If the answer is the visitor or newcomer, those segments are designed (like everything else in such churches) to appeal to the next one in the door. That one must be prospected, projected and then specifically, strategically prepared for. It's a marketing thing, often a niche marketing thing. Is it a worship thing?
If the answer is the folk sitting in the congregation, those segments are designed, often reactionally, to maintain those returning through the door. The wants and wishes (sometimes expressed in grumbling) of those will guide, forestall or derail any attempt to change the status quo. It is a placating thing, but is it a worship thing?

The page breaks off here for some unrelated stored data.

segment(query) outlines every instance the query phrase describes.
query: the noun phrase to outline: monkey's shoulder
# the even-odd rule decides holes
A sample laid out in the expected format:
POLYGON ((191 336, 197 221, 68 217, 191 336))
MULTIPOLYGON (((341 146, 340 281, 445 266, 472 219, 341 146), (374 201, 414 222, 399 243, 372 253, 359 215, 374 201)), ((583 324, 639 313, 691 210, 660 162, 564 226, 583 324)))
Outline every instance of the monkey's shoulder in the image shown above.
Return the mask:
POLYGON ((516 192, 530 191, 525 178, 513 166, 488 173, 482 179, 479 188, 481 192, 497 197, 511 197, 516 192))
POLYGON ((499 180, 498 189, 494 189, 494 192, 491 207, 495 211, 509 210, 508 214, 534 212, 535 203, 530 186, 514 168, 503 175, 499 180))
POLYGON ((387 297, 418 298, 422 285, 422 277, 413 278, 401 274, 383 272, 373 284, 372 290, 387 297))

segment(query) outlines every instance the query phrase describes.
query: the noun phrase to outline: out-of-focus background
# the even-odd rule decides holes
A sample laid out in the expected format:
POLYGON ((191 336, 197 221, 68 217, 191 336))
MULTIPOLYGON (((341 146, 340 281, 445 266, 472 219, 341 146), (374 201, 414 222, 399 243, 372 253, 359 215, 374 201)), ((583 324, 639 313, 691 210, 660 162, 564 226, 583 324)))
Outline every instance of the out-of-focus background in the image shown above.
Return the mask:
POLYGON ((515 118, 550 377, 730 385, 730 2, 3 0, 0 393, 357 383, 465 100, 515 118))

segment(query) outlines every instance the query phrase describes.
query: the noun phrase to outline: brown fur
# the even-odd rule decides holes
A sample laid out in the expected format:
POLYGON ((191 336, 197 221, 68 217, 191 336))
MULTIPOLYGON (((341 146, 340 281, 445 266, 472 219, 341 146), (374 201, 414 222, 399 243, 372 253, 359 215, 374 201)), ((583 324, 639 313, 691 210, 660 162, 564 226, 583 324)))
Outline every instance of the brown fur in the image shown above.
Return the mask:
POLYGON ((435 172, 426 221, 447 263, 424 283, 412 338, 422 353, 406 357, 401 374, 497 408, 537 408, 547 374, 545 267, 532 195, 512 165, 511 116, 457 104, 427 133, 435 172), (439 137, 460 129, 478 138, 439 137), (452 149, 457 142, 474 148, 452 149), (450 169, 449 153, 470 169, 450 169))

If the answer (regardless of the considerations above) is people, the goal of those fronting those segments will be thrilling or at least satisfying their ticket-paying audience. The likelihood is that those leaders will be inordinately attended to (the astral effect) by both the audience and the church "promoters" who enlist them. It's only human nature, and the result is rock concerts and stage shows.
An innocent misstep a sincere worship leader can make is tugboating, but playing David to the congregation's Saul is not a NT paradigm. The folk in the seats are not faithless fakes who have no God inside and so have to be pushed from without, but are a living temple, a habitation of the Holy Ghost. The worship team doesn't have to "take them into the throne room," they're already there! The issue is their recognition and acknowledgement of God followed by an appropriate response, not getting them there.

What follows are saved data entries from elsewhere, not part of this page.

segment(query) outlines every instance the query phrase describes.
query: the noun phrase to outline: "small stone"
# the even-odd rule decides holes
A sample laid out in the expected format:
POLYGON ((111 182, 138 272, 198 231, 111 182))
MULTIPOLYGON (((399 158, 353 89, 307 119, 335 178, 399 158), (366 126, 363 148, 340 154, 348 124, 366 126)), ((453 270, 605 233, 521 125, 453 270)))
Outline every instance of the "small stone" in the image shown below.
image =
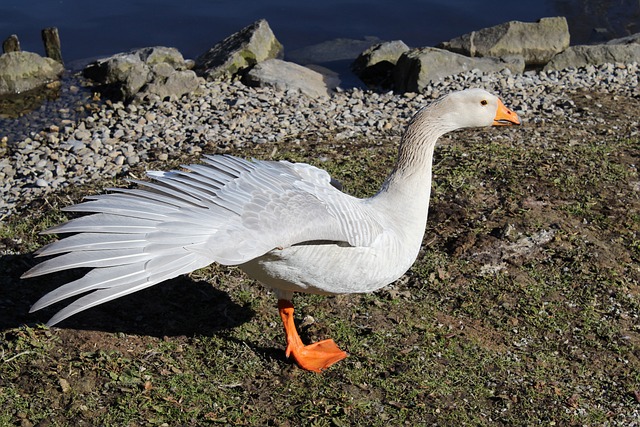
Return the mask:
POLYGON ((91 132, 88 130, 78 129, 73 133, 73 136, 80 141, 85 141, 91 138, 91 132))
POLYGON ((93 141, 91 141, 91 144, 89 144, 89 147, 91 147, 91 149, 97 153, 102 147, 102 141, 100 141, 99 139, 94 139, 93 141))
POLYGON ((129 166, 133 166, 138 162, 140 162, 140 157, 138 157, 137 155, 133 155, 133 156, 128 156, 127 157, 127 164, 129 166))
POLYGON ((69 381, 64 378, 59 378, 58 382, 60 383, 60 388, 62 389, 63 393, 69 393, 71 391, 71 385, 69 384, 69 381))

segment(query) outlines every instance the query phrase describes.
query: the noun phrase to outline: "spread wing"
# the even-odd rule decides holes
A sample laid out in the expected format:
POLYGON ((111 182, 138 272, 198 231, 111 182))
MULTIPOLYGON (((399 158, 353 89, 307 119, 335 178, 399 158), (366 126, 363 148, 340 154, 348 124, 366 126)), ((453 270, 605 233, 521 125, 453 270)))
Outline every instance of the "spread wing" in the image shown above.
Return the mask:
POLYGON ((76 233, 38 251, 57 255, 33 277, 78 267, 84 277, 42 297, 32 311, 93 291, 49 324, 212 262, 242 264, 275 248, 313 241, 369 245, 383 227, 366 201, 331 185, 329 174, 289 162, 206 156, 185 171, 149 172, 151 182, 112 189, 66 208, 93 212, 46 233, 76 233))

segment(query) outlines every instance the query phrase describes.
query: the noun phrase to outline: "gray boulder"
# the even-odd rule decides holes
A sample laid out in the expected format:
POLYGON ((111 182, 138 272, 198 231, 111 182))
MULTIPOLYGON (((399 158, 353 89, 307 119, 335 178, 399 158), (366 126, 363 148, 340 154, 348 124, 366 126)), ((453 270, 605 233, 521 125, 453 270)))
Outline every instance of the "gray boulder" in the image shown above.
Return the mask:
POLYGON ((282 44, 266 20, 254 22, 200 55, 195 71, 207 80, 229 79, 267 59, 282 58, 282 44))
POLYGON ((144 47, 142 49, 136 49, 132 51, 132 53, 137 55, 140 60, 148 66, 169 64, 176 70, 184 70, 188 68, 187 61, 185 61, 178 49, 173 47, 144 47))
MULTIPOLYGON (((154 72, 156 70, 154 69, 154 72)), ((174 70, 168 75, 156 73, 147 84, 142 96, 147 94, 157 95, 161 99, 181 97, 184 94, 195 91, 200 85, 201 78, 191 70, 174 70)), ((137 94, 140 98, 140 93, 137 94)))
POLYGON ((369 86, 393 86, 393 69, 409 46, 402 40, 378 43, 362 52, 351 64, 354 74, 369 86))
POLYGON ((0 55, 0 95, 18 94, 57 81, 64 67, 32 52, 0 55))
POLYGON ((269 59, 257 64, 245 76, 244 83, 254 87, 273 87, 277 90, 299 90, 311 97, 329 97, 340 80, 293 62, 269 59))
POLYGON ((579 68, 606 63, 640 63, 640 44, 601 44, 593 46, 571 46, 554 56, 543 68, 544 71, 579 68))
POLYGON ((544 65, 569 47, 569 26, 564 17, 537 22, 510 21, 472 31, 438 45, 442 49, 478 57, 519 55, 526 65, 544 65))
POLYGON ((635 33, 627 37, 609 40, 606 44, 640 44, 640 33, 635 33))
POLYGON ((187 68, 177 49, 156 46, 99 59, 84 69, 84 75, 103 85, 108 96, 131 101, 149 94, 166 98, 194 91, 199 80, 187 68))
POLYGON ((524 60, 518 56, 505 58, 469 58, 435 47, 412 49, 398 59, 393 77, 398 92, 420 92, 430 82, 465 71, 485 73, 505 69, 524 71, 524 60))

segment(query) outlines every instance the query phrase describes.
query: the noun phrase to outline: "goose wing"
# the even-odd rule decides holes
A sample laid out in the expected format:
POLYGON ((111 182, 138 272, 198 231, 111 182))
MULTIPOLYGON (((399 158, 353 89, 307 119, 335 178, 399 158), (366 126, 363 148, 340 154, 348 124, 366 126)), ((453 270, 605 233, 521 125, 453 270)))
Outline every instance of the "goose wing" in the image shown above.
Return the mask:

With all of this in mind, who is the audience of worship? Well, it's none other than God himself, and God and no one else. When someone says, "worship was great!" he or she is utterly deluded if they had the worship team's performance in mind, but keenly insightful if they had the congregation's participation and God's presence in view. When worship is truly worship, the church acts as orchestra, the Spirit as the maestro, and God is the audience.